# Pruning with our automatic structured Pruning framework
Welcome to an end-to-end example for magnitude-based weight pruning

**Summary**

In this tutorial, you will:

* Train a tf.keras model for CIFAR10 from scratch.
* Fine tune the model by applying the pruning Framework and see the accuracy.

If you want to execute this notebook in Google Colab, uncomment the code below.

In [1]:
import sys

if 'google.colab' in sys.modules:
    !git clone https://github.com/Hahn-Schickard/Automatic-Structured-Pruning
    !echo $CWD
    sys.path.append("Automatic-Structured-Pruning/src")
else:
    sys.path.append("../src")
    
import pruning

## Train a model for CIFAR10 without pruning
Download and prepare the CIFAR10 dataset.
The CIFAR10 dataset contains 60,000 color images in 10 classes, with 6,000 images in each class. The dataset is divided into 50,000 training images and 10,000 testing images. The classes are mutually exclusive and there is no overlap between them.

Create the convolutional base
The 6 lines of code below define the convolutional base using a common pattern: a stack of Conv2D and MaxPooling2D layers.

As input, a CNN takes tensors of shape (image_height, image_width, color_channels), ignoring the batch size. If you are new to these dimensions, color_channels refers to (R,G,B). In this example, you will configure our CNN to process inputs of shape (32, 32, 3), which is the format of CIFAR images. You can do this by passing the argument input_shape to our first layer.

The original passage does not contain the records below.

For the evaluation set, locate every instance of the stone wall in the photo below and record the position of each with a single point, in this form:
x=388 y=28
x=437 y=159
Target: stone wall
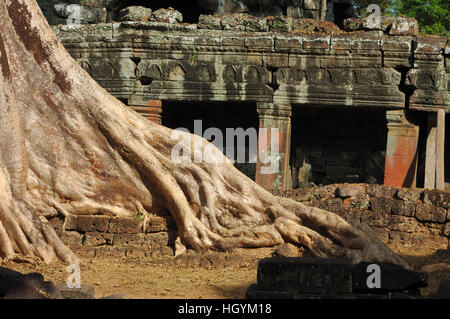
x=415 y=222
x=412 y=221
x=97 y=236
x=332 y=146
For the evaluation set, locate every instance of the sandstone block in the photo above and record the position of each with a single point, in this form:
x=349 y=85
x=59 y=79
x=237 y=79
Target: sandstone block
x=135 y=13
x=92 y=223
x=403 y=208
x=430 y=213
x=97 y=239
x=125 y=240
x=124 y=225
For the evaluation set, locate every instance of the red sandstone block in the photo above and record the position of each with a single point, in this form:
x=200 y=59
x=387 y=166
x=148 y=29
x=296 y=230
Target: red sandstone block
x=126 y=240
x=437 y=197
x=430 y=213
x=154 y=103
x=124 y=225
x=446 y=231
x=97 y=239
x=159 y=224
x=92 y=223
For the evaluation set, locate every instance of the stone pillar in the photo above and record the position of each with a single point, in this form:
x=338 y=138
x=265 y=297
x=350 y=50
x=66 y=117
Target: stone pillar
x=150 y=109
x=401 y=151
x=274 y=141
x=434 y=161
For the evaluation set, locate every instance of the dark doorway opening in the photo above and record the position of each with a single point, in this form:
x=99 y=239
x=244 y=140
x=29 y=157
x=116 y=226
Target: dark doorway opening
x=337 y=145
x=190 y=9
x=231 y=119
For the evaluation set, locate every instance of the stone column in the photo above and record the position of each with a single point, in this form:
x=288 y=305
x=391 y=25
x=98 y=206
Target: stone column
x=274 y=141
x=150 y=109
x=401 y=151
x=434 y=162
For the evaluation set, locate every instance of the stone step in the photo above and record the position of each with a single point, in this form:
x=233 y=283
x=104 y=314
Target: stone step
x=84 y=292
x=307 y=275
x=322 y=278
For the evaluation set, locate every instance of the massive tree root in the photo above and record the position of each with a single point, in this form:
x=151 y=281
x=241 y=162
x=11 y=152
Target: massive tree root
x=69 y=147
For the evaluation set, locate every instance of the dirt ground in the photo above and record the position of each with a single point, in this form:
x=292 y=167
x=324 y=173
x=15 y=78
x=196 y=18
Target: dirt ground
x=167 y=279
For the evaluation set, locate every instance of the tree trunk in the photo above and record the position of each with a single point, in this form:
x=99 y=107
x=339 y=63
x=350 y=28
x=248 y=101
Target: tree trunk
x=69 y=147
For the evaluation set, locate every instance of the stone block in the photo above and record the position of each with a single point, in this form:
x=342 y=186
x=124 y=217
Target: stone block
x=124 y=225
x=159 y=224
x=254 y=293
x=279 y=23
x=56 y=222
x=107 y=251
x=446 y=230
x=430 y=213
x=256 y=24
x=97 y=239
x=382 y=191
x=156 y=239
x=381 y=205
x=233 y=22
x=84 y=292
x=314 y=42
x=126 y=240
x=70 y=222
x=71 y=238
x=392 y=278
x=402 y=223
x=375 y=219
x=254 y=43
x=305 y=275
x=135 y=13
x=135 y=252
x=350 y=190
x=90 y=223
x=169 y=15
x=85 y=251
x=403 y=208
x=404 y=26
x=410 y=195
x=436 y=197
x=210 y=22
x=78 y=14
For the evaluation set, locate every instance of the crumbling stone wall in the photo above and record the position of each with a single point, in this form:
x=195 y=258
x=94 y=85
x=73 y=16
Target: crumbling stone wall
x=98 y=11
x=98 y=235
x=412 y=221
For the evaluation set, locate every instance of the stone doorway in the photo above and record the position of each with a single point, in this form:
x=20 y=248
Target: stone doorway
x=220 y=115
x=337 y=145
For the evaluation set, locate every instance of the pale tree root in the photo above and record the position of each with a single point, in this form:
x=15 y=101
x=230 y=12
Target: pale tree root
x=29 y=239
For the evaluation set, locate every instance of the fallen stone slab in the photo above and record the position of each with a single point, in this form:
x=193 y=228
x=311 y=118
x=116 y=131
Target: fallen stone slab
x=84 y=292
x=384 y=277
x=14 y=285
x=253 y=292
x=308 y=275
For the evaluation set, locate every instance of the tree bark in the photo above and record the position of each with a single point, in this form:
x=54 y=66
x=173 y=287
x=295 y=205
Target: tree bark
x=69 y=147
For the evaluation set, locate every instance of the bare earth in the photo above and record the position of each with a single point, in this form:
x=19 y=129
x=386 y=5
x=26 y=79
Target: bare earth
x=166 y=279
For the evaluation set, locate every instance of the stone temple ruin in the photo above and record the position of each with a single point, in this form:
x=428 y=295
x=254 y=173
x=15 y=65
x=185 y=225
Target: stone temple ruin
x=367 y=105
x=353 y=102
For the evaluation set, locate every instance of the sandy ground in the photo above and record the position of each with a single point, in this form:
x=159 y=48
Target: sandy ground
x=147 y=279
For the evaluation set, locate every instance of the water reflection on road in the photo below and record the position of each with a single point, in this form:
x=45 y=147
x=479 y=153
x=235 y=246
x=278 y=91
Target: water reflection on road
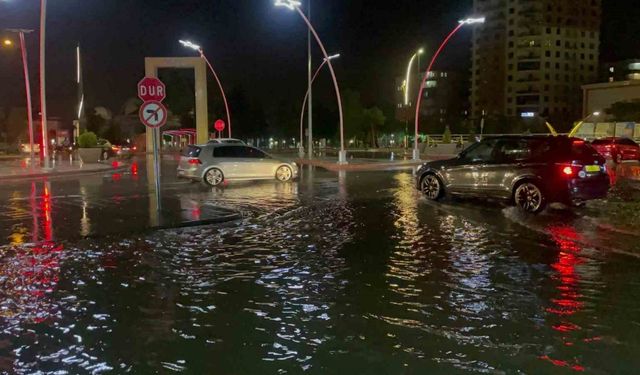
x=349 y=273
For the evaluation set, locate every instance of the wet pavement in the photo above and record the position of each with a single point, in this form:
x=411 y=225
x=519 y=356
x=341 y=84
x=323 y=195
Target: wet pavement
x=349 y=273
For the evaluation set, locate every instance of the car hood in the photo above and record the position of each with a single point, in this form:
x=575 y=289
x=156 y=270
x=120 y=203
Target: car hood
x=441 y=163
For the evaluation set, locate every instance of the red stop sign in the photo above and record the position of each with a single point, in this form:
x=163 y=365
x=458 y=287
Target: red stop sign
x=219 y=125
x=151 y=89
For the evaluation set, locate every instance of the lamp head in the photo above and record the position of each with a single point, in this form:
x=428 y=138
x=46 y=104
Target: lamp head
x=333 y=57
x=472 y=20
x=191 y=45
x=291 y=4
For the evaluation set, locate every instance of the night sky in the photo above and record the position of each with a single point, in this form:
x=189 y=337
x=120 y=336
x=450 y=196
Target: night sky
x=253 y=45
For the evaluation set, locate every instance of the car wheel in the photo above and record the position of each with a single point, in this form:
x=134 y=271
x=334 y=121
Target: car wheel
x=284 y=173
x=529 y=198
x=213 y=177
x=431 y=187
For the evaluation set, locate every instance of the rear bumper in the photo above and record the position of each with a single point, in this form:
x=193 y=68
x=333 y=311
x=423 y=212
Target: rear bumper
x=588 y=189
x=189 y=174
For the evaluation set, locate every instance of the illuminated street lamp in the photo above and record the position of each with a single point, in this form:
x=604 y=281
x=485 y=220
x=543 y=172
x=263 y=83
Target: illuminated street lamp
x=461 y=24
x=25 y=68
x=306 y=97
x=196 y=47
x=579 y=124
x=295 y=5
x=408 y=80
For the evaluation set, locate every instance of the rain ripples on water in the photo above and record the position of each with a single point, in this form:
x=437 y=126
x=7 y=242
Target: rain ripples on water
x=337 y=279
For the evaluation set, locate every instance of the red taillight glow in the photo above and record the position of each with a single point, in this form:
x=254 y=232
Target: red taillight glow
x=567 y=171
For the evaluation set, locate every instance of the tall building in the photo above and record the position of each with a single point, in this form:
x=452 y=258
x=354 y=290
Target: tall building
x=627 y=70
x=531 y=57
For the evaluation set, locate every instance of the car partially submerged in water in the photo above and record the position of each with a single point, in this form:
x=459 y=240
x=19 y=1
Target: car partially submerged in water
x=529 y=171
x=215 y=163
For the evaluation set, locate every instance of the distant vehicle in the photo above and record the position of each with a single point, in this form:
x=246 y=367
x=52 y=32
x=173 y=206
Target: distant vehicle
x=528 y=171
x=123 y=150
x=215 y=163
x=229 y=141
x=617 y=149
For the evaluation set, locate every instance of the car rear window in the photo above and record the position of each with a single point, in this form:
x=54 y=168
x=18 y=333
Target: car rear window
x=582 y=150
x=192 y=152
x=626 y=142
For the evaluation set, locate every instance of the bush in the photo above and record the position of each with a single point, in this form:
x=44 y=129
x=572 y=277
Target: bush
x=88 y=140
x=446 y=137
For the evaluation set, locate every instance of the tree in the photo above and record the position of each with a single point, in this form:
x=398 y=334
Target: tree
x=374 y=119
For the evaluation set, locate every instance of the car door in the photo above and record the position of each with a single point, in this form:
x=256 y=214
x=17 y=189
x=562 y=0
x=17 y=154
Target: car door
x=469 y=175
x=511 y=157
x=230 y=160
x=262 y=165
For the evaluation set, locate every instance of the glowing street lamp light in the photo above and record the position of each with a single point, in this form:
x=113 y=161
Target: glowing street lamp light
x=306 y=97
x=196 y=47
x=295 y=5
x=461 y=24
x=25 y=68
x=408 y=80
x=579 y=124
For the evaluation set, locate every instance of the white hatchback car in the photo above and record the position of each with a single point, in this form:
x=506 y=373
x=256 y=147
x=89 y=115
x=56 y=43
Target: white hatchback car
x=215 y=163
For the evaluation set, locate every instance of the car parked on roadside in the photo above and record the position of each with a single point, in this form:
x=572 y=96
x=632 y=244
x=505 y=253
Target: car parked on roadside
x=528 y=171
x=617 y=149
x=228 y=141
x=215 y=163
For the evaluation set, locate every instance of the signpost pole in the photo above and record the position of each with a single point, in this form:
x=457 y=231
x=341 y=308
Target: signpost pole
x=156 y=166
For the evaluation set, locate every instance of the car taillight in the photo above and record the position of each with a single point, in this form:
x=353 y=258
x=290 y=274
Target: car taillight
x=570 y=170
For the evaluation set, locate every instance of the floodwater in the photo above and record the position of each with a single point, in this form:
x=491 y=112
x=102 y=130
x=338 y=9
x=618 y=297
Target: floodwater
x=333 y=274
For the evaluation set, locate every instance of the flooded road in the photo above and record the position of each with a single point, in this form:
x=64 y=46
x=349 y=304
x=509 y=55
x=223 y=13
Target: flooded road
x=333 y=274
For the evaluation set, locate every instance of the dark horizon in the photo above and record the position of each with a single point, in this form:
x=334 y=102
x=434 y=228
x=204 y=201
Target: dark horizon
x=267 y=45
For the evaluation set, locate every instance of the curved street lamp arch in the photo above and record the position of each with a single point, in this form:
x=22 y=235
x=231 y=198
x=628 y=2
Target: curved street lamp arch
x=295 y=5
x=461 y=24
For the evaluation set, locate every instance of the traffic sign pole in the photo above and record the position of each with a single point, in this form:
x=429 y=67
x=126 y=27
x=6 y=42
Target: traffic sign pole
x=154 y=114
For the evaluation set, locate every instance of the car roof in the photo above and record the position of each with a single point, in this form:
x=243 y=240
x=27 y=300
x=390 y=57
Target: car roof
x=533 y=136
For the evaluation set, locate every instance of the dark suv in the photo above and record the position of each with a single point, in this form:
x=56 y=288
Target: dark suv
x=529 y=171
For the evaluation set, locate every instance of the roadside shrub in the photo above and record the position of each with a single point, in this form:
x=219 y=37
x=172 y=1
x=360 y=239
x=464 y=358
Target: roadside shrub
x=87 y=140
x=446 y=137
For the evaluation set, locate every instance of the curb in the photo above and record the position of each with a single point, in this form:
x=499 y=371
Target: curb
x=63 y=174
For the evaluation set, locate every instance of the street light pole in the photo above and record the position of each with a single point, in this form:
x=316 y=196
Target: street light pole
x=43 y=91
x=27 y=84
x=295 y=5
x=310 y=88
x=196 y=47
x=462 y=23
x=306 y=97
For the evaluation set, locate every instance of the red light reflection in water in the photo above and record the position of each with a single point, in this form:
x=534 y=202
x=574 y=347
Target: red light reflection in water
x=32 y=274
x=45 y=208
x=568 y=302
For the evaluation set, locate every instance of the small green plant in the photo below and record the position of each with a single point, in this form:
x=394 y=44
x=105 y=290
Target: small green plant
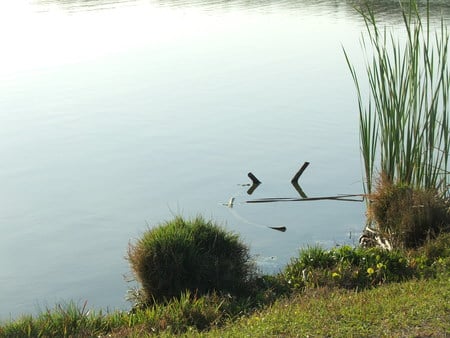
x=408 y=216
x=346 y=267
x=195 y=255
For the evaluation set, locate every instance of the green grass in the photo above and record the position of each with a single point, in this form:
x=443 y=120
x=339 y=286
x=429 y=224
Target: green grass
x=404 y=122
x=414 y=307
x=195 y=254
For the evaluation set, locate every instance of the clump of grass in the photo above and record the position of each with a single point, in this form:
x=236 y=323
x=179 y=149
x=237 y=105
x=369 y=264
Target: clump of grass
x=347 y=267
x=194 y=255
x=408 y=216
x=405 y=121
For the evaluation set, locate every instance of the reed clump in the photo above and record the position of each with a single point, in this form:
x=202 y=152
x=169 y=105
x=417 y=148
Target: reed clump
x=404 y=125
x=407 y=216
x=404 y=122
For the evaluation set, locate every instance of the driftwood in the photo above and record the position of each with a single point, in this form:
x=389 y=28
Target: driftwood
x=372 y=238
x=348 y=198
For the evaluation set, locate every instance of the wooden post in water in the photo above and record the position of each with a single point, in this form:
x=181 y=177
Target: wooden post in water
x=299 y=173
x=253 y=178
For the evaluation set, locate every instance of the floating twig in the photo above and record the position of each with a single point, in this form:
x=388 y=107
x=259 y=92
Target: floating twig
x=288 y=199
x=299 y=173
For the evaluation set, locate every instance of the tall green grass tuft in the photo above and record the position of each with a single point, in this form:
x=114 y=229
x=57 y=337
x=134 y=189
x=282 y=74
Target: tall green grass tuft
x=195 y=255
x=404 y=123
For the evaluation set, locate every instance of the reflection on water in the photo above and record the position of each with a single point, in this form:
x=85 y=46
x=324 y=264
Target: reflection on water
x=388 y=10
x=118 y=118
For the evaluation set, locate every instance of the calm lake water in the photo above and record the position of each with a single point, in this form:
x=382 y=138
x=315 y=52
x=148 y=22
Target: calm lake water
x=117 y=115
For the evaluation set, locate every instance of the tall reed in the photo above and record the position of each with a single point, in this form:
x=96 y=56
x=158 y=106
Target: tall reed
x=404 y=117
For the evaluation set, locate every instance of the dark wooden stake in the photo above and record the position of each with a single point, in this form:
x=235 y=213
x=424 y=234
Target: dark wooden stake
x=299 y=173
x=253 y=178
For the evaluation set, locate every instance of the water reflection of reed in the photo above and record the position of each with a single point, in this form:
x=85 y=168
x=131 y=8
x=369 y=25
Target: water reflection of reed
x=387 y=9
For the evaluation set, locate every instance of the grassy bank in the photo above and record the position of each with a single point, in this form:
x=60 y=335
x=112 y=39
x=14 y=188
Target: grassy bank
x=409 y=309
x=287 y=305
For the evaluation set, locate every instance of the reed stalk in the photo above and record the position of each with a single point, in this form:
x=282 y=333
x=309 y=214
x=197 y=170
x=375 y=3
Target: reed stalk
x=404 y=122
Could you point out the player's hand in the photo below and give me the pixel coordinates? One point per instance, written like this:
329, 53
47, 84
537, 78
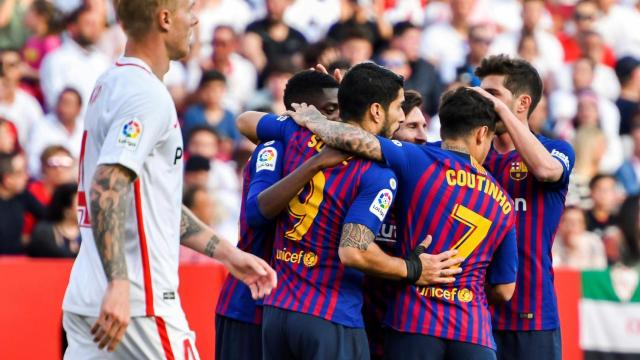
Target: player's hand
330, 157
440, 268
303, 113
253, 271
114, 316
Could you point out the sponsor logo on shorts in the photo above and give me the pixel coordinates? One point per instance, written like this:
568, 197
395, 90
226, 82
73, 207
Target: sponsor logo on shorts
307, 258
450, 294
267, 158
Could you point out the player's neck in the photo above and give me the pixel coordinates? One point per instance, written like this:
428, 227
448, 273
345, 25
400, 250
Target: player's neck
153, 54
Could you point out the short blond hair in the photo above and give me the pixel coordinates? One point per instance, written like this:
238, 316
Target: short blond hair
137, 16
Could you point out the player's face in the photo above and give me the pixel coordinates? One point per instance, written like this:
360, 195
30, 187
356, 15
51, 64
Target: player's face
494, 85
184, 20
393, 116
413, 129
327, 104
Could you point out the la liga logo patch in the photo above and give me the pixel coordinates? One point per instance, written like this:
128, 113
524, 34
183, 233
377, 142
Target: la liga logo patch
381, 204
130, 134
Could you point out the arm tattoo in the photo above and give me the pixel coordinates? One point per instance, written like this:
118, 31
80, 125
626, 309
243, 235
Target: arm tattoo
356, 236
110, 201
189, 226
211, 246
346, 137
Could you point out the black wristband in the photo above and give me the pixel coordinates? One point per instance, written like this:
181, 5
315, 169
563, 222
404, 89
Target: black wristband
414, 266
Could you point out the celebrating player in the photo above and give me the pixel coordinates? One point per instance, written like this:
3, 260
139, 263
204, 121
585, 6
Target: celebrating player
123, 287
239, 316
443, 191
535, 171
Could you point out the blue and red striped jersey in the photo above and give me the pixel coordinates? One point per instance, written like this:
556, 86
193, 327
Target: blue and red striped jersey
256, 237
311, 278
450, 196
538, 207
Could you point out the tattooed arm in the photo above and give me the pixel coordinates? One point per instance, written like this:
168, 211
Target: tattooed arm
110, 202
358, 250
250, 269
341, 136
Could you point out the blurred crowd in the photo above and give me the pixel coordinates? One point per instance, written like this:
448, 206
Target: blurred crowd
243, 53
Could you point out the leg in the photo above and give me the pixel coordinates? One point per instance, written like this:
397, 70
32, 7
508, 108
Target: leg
237, 340
413, 346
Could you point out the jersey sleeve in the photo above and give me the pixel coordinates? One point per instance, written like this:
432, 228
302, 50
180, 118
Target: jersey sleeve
374, 199
274, 127
266, 170
135, 131
563, 152
504, 264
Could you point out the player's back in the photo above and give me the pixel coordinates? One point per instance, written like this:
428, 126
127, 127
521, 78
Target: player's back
131, 121
449, 196
312, 279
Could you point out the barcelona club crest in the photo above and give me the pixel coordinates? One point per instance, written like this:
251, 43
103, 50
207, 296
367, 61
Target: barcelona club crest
518, 170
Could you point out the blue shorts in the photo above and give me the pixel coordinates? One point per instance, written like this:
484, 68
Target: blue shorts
524, 345
406, 346
237, 340
293, 335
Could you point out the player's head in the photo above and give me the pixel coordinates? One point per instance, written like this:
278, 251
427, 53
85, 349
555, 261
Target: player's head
314, 88
514, 81
173, 20
414, 127
468, 117
372, 96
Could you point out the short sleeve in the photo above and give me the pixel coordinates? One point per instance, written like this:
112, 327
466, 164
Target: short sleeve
395, 154
375, 196
135, 131
274, 127
504, 264
563, 152
266, 170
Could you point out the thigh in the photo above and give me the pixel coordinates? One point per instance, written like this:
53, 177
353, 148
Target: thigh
237, 340
412, 346
529, 345
463, 350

To complete our model, you will feed the last output tensor from the convolutional base (of shape (4, 4, 64)) into one or more Dense layers to perform classification. Dense layers take vectors as input (which are 1D), while the current output is a 3D tensor. First, you will flatten (or unroll) the 3D output to 1D, then add one or more Dense layers on top. CIFAR has 10 output classes, so you use a final Dense layer with 10 outputs and a softmax activation.

In [1]:
import tensorflow as tf
from tensorflow.keras import datasets, layers, models


(train_images, train_labels), (test_images, test_labels) = datasets.cifar10.load_data()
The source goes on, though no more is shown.